When did you last check up on your bro?

Each time I've called, I've been met by the same response from the other end: 'Bro, how did you know? This is just what I needed.'
What you need to know:
- Men are conditioned to suppress emotions ("kaa ngumu"), leading to unaddressed mental health struggles.
- This is often communicated through subtle cues like withdrawing from social circles or becoming quiet.
- Wellness checks can take various forms, from quiet companionship and shared activities to encouraging professional help.
When it comes to men's mental health, a topic that's hardly ever spoken about is that of wellness men-to-men checks. I define these types of checks as unprompted calls a man makes when he deduces or discerns that another brother is in distress. The said brother may not have sent a formal SOS, but some alarm bells rang inside his helper’s spirit, which caused him to spring into action.

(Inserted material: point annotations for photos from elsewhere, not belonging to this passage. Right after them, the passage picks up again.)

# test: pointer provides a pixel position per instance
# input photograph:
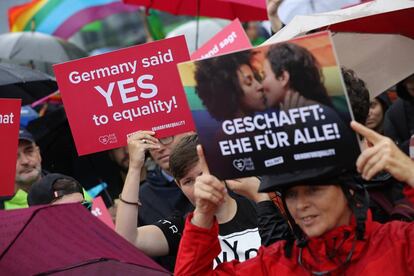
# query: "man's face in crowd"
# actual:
(274, 87)
(28, 165)
(161, 156)
(121, 157)
(186, 183)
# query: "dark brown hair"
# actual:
(218, 83)
(305, 75)
(184, 156)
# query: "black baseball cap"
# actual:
(42, 192)
(24, 134)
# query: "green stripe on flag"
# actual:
(42, 14)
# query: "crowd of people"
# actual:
(331, 221)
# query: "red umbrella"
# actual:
(245, 10)
(66, 238)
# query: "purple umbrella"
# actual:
(66, 239)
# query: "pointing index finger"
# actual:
(369, 134)
(202, 160)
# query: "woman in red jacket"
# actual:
(334, 232)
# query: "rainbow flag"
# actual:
(62, 18)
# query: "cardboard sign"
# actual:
(100, 211)
(251, 122)
(9, 133)
(109, 96)
(231, 38)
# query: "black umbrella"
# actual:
(24, 83)
(37, 49)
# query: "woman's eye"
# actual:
(290, 195)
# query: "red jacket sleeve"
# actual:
(197, 250)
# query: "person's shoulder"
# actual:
(394, 230)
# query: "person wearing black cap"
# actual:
(55, 188)
(28, 170)
(334, 233)
(377, 108)
(399, 119)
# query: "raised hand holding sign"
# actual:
(383, 154)
(209, 193)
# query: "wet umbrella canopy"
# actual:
(24, 83)
(66, 239)
(37, 49)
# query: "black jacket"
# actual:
(399, 119)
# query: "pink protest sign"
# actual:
(109, 96)
(231, 38)
(100, 211)
(9, 133)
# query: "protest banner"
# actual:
(109, 96)
(272, 109)
(100, 211)
(231, 38)
(9, 133)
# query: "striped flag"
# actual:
(62, 18)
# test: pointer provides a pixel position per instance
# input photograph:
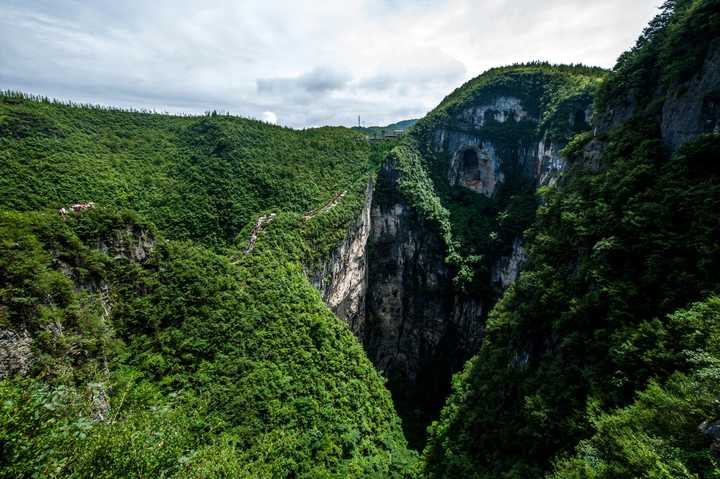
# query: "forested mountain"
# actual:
(212, 296)
(167, 348)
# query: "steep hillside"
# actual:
(585, 354)
(197, 178)
(180, 339)
(448, 212)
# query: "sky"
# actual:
(298, 63)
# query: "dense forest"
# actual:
(158, 316)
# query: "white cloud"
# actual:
(269, 117)
(309, 62)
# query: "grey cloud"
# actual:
(382, 59)
(318, 80)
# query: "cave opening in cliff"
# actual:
(471, 165)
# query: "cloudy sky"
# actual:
(296, 62)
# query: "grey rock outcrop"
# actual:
(418, 330)
(693, 108)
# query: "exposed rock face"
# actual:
(481, 164)
(130, 243)
(549, 163)
(342, 280)
(476, 167)
(389, 279)
(418, 330)
(15, 353)
(501, 109)
(694, 108)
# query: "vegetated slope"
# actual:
(586, 361)
(451, 203)
(552, 106)
(135, 350)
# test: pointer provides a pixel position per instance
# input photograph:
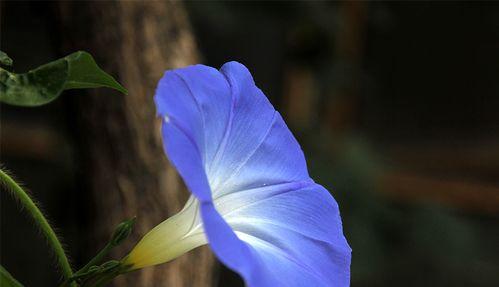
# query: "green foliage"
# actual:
(5, 60)
(45, 83)
(6, 280)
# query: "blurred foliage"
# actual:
(45, 83)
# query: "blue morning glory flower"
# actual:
(252, 198)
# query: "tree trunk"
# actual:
(124, 166)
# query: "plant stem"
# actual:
(98, 258)
(40, 220)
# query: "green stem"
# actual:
(97, 259)
(40, 220)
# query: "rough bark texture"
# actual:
(124, 163)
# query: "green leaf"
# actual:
(84, 73)
(6, 280)
(45, 83)
(4, 59)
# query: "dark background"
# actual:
(395, 104)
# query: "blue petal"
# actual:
(262, 214)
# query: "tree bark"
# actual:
(124, 166)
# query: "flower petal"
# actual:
(261, 213)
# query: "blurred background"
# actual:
(395, 104)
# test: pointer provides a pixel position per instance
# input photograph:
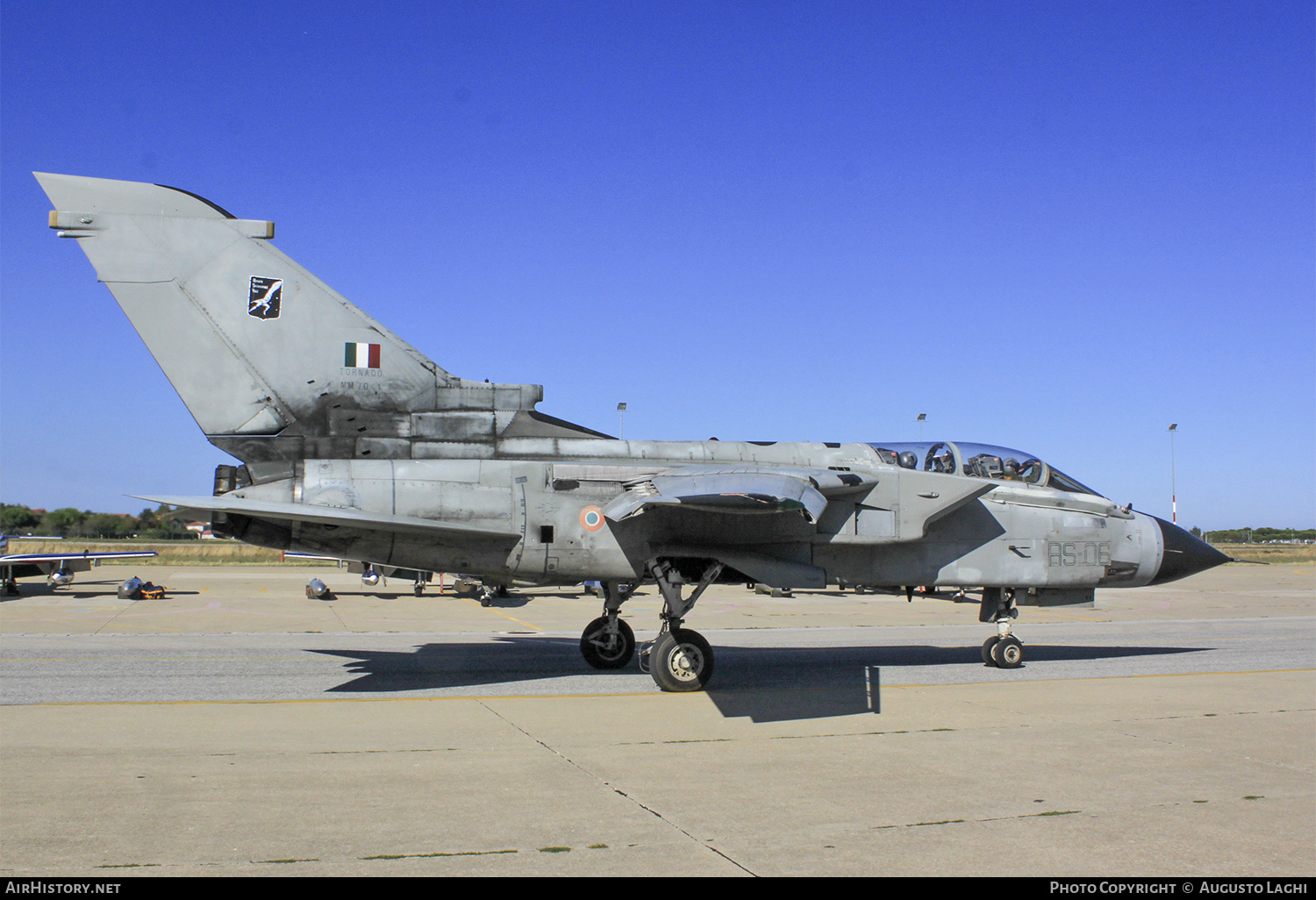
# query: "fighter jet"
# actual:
(355, 445)
(58, 568)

Got it? Good. Let's make this topic make sense.
Just listen
As men, we have been conditioned to kaa ngumu, even if we are seated, butt-naked, on a live wire. This idea of manning up is the silent killer of many men.

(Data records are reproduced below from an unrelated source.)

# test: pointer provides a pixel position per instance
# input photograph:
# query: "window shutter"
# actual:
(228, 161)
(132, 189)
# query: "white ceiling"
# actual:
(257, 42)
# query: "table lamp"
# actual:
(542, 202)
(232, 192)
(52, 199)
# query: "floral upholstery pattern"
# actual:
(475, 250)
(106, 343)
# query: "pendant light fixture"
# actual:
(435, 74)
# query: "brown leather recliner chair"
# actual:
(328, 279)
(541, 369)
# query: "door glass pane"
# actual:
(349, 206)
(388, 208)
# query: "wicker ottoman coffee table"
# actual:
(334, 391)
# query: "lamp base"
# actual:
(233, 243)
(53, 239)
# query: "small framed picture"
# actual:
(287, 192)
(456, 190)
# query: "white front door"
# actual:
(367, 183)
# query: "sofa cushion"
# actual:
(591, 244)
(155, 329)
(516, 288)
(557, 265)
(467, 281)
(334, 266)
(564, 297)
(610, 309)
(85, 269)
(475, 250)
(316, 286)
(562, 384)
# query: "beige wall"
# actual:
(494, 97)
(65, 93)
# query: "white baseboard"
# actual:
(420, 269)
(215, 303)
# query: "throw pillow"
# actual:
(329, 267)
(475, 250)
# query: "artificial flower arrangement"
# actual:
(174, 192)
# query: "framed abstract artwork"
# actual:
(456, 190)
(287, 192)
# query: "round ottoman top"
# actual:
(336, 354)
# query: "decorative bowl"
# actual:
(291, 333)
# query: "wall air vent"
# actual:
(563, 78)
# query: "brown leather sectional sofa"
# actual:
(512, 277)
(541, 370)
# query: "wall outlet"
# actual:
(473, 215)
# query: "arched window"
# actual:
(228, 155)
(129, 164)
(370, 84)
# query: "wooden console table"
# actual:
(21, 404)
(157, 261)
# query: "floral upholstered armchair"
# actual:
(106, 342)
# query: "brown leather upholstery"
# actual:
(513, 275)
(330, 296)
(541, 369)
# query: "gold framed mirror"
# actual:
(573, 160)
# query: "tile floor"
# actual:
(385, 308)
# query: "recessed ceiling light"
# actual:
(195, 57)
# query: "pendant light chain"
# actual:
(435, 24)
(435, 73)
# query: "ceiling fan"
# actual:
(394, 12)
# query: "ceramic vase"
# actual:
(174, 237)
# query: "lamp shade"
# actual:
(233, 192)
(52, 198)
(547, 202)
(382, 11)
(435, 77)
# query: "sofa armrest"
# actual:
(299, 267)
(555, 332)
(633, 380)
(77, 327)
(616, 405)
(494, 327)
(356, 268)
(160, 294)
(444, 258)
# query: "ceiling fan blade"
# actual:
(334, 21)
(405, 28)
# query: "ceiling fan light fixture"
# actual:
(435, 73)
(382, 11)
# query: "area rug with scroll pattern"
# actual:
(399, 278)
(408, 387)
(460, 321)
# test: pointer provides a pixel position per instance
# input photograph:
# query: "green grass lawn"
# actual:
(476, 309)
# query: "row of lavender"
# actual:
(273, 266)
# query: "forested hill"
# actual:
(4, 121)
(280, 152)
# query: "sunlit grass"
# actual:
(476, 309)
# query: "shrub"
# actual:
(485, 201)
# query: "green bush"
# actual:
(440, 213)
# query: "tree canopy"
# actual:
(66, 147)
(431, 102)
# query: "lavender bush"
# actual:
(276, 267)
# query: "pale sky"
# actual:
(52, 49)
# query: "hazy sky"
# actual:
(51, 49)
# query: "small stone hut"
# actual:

It's because of this inherent internal configuration, which compels us to kaa ngumu, that we can't tell fellow men we need a wellness check.
However, we still send subtle messages. Which, by and large, are ignored or unheard. For instance, we may go missing from our social places. Or, even in these social places, we may become silent.

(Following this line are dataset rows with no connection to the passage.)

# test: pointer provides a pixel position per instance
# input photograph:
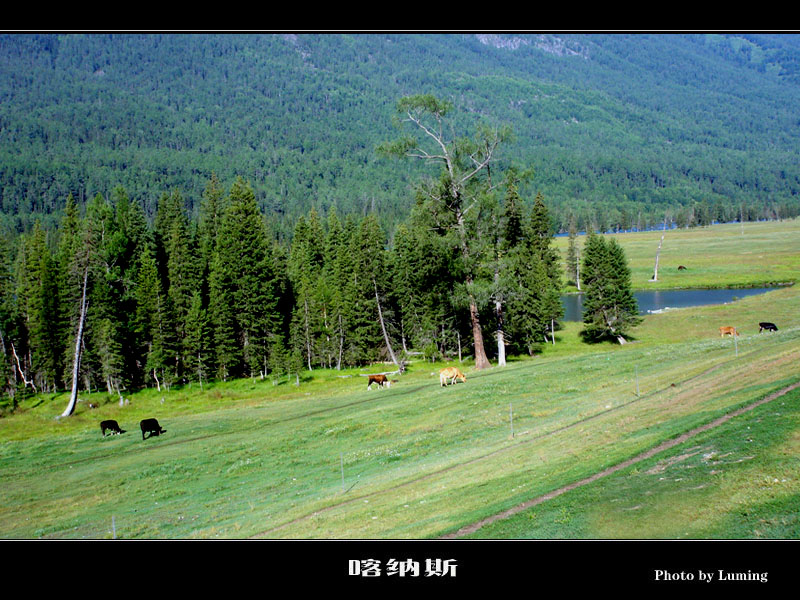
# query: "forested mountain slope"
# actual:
(620, 129)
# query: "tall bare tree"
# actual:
(464, 178)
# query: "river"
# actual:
(658, 300)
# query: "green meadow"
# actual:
(330, 459)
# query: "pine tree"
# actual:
(243, 291)
(305, 268)
(37, 350)
(609, 308)
(572, 268)
(196, 342)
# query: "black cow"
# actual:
(152, 427)
(112, 426)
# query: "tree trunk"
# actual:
(308, 334)
(73, 399)
(383, 328)
(658, 252)
(341, 344)
(481, 362)
(501, 342)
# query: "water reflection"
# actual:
(659, 300)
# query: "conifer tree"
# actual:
(37, 351)
(609, 309)
(243, 290)
(572, 266)
(305, 267)
(196, 342)
(152, 321)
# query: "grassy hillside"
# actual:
(753, 255)
(329, 459)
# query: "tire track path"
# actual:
(609, 471)
(484, 456)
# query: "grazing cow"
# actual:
(112, 426)
(451, 373)
(381, 380)
(152, 427)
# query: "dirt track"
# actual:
(643, 456)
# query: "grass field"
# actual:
(730, 255)
(329, 459)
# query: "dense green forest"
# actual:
(620, 130)
(191, 207)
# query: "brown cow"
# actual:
(451, 373)
(381, 380)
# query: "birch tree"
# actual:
(452, 199)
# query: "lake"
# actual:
(659, 300)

Men aren't complex creatures. We aren't hard to figure out. Just listen. Listen intently. When you do that, you will pick up the SOS frequency, which will lead you to do a wellness check.
Just call the man
I've realised that, if I have an unceasing ringing in my spirit to call a brother, I should never ignore that voice. Neither should I shush it. I have realised that these are prodding to make a wellness check on a brother in distress.
You know what? Each time I've called, I've been met by the same response from the other end: “Bro, how did you know? This is just what I needed.”
Which is why I counsel brothers, “Just call the man”.
Just do it
Sometimes a wellness check involves saying less and listening more. Other times it involves just sitting in solitude with a brother and letting your souls commune.
A wellness check can involve watching a game of footie together. Or breaking bread. Or sharing drinks. It can involve building each other's inner man through the word of God.
Whatever you're led to do, just do it. It may not seem like much, but, believe, it can be the very thing that saves a soul.
Just initiate the call
Sometimes a wellness check will compel us to take certain courses of action. There are issues that need more than words of encouragement. Some situations call for tough decisions. Decisions like seeking professional help. Or referring a brother to someone who may ably walk with him.
Initiate that tough call. Don't wait for someone else to do it. Don't wait for a better time. After you have taken the initiative, walk with the brother as he takes the next steps, which will lead him to a better version of himself.
Just participate
Iron sharpens iron. Which means that, without the tough edge of other men, a man will be blunt, rusty and ineffective.
For a man to cut it - (pun intended) - it behoves other men to participate in communal welfare checks. In such calls, men come with their gifts and talents, however miniscule or humongous, and pour into - not only the vessels that are in need - but in all and sundry.
When men pour into each other, regardless of socioeconomic statuses, we all, corporately and individually, become better men. And the ripples are felt in all the spaces we frequent.
Makes sense? Perfect. Now, make it work. And while we're at it, let's make every month men's mental health month.